Severe Acute Respiratory Syndrome Coronavirus 2 (SARS-CoV-2) is a newly identified coronavirus species (the virus was previously provisionally named “2019 novel coronavirus” or “2019-nCoV”). SARS-CoV-2 infection is spread by human-to-human transmission via droplets or direct contact, and infection has been estimated to have a mean incubation period of 6.4 days and a Basic Reproduction Number of 2.24-3.58 (i.e., an epidemic doubling time of 6-8 days) (Fang, Y. et al. (2020) “Transmission Dynamics Of The COVID-19 Outbreak And Effectiveness Of Government Interventions: A Data-Driven Analysis,” J. Med. Virol. doi: 10.1002/jmv.25750; Zhao, W. M. et al. (2020) “The 2019 Novel Coronavirus Resource,” Yi Chuan. 42(2):212-221; Zhu, N. et al. (2020) “A Novel Coronavirus from Patients with Pneumonia in China, 2019,” New Engl. J. Med. 382(8):727-733).

Patients infected with SARS-CoV-2 exhibit COVID-19, a condition initially characterized by fever and cough (Kong, I. et al. (2020) “Early Epidemiological and Clinical Characteristics of 28 Cases of Coronavirus Disease in South Korea,” Osong Public Health Res Perspect. 11(1):8-14). In approximately 20% of patients, COVID-19 progresses to a severe respiratory disease and pneumonia that has a mortality of 5-10% (1-2% overall mortality).

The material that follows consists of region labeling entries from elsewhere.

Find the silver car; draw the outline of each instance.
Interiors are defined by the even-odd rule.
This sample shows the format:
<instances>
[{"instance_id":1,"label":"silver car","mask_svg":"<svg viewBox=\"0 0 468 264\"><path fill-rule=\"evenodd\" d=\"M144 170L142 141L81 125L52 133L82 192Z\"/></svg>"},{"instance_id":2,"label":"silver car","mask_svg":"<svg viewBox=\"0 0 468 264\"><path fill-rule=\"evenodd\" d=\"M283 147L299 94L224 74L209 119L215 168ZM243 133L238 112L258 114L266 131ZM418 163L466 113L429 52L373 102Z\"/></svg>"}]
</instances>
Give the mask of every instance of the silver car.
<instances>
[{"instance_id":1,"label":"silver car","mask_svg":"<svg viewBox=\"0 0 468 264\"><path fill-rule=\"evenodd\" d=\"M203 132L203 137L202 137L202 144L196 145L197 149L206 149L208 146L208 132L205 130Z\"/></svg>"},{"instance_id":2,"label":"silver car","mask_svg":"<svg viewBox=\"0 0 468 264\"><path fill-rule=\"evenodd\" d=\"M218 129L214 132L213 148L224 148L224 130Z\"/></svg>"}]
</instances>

Coronaviruses (CoVs) belong to the subfamily Orthocoronavirinae in the family Coronaviridae and the order Nidovirales. The Coronaviridae family of viruses are enveloped, single-stranded, RNA viruses that possess a positive-sense RNA genome of 26 to 32 kilobases in length. Four genera of coronaviruses have been identified, namely, Alphacoronavirus (αCoV), Betacoronavirus (βCoV), Deltacoronavirus (δCoV), and Gammacoronavirus (γCoV) (Chan, J. F. et al. (2013) “Interspecies Transmission And Emergence Of Novel Viruses: Lessons From Bats And Birds,” Trends Microbiol. 21(10):544-555). Evolutionary analyses have shown that bats and rodents are the gene sources of most αCoVs and βCoVs, while avian species are the gene sources of most CoVs and γCoVs.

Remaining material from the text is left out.